Article ID Journal Published Year Pages File Type
3337026 Transfusion Medicine Reviews 2006 12 Pages PDF
Abstract

Cardiac surgery affects both coagulation and platelet function. Revision of surgery due to bleeding has to be performed in 2% to 6% of patients undergoing cardiac surgery and is generally associated with a marked deterioration in prognosis. Factors contributing to acquired hemostatic abnormalities in cardiac surgery include the use of anticoagulants as well as the activation and consumption of coagulation factors and platelets induced by the extracorporeal circulation. Prophylactic use of antifibrinolytic agents such as aprotinin and tranexamic acid has been demonstrated to reduce the blood loss by half. Adequacy of heparin-induced anticoagulation in the perioperative setting is commonly controlled by the activated clotting time. This method also indicates the correct reversal of the heparin effect by protamine. In recent years, thrombelastography has proved to be valuable for diagnosis of coagulopathy associated with cardiac surgery.
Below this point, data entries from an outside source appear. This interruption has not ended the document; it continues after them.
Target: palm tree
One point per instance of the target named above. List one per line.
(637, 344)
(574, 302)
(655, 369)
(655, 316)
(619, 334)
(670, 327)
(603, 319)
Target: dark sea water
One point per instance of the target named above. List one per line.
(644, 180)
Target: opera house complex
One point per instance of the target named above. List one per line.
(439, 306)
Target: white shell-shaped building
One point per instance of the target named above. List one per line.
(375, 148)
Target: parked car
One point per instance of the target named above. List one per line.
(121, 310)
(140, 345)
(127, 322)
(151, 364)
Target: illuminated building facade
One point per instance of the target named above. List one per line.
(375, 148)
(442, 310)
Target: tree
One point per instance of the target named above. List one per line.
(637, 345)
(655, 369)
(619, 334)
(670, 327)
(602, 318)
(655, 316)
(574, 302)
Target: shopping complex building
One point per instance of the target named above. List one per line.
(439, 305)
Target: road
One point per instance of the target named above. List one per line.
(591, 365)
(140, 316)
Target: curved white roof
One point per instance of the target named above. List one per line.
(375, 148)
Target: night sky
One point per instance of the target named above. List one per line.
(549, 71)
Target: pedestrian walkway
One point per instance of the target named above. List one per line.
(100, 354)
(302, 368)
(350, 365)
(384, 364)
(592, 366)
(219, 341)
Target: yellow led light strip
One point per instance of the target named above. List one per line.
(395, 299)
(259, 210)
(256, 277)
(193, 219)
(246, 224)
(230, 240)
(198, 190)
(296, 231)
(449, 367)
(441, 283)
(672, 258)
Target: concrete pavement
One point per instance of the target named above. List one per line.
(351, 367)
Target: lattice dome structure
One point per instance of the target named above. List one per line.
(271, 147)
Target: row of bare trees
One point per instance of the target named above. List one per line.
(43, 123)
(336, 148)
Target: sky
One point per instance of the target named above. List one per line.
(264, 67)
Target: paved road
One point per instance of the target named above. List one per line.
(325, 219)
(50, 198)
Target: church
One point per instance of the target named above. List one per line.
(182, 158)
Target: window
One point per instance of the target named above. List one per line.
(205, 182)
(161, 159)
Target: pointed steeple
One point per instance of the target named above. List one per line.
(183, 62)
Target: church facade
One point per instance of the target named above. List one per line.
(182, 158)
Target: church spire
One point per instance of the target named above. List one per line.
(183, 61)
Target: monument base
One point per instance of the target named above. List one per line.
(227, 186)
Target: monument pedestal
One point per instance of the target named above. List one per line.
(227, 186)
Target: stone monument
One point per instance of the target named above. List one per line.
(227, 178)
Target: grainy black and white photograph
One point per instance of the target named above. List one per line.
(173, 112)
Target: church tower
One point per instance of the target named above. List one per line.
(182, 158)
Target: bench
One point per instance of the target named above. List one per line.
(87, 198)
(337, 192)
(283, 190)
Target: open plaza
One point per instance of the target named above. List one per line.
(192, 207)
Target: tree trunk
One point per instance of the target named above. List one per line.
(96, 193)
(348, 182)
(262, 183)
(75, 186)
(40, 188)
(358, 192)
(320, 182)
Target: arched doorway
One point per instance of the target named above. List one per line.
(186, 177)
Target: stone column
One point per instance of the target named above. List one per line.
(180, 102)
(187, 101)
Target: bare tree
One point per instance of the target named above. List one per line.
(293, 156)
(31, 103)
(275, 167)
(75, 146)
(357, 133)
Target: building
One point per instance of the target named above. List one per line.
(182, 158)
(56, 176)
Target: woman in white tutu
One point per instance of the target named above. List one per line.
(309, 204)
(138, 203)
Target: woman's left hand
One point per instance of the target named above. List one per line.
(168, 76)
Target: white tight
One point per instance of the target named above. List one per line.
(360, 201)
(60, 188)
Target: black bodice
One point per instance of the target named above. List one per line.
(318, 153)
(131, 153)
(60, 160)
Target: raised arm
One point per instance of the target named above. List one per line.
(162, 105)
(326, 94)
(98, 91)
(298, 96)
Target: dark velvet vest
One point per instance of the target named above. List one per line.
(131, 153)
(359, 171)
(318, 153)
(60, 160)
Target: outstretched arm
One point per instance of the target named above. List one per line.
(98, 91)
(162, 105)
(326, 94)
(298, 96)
In addition, the use of thrombelastography-based algorithms has been shown to reduce transfusion requirements. In contrast to point of care methods, laboratory assessment of hemostasis is more time-consuming and, thus, often not as rapidly available as required. At this time, the therapy for perioperative hemostatic abnormalities is based mainly on the administration of blood components (fresh frozen plasma and platelet concentrates). In the future, recombinant activated factor VIIa might prove to be a therapeutic option in patients with otherwise untractable bleeding, but the efficacy of recombinant activated factor VIIa has yet to be defined for this indication.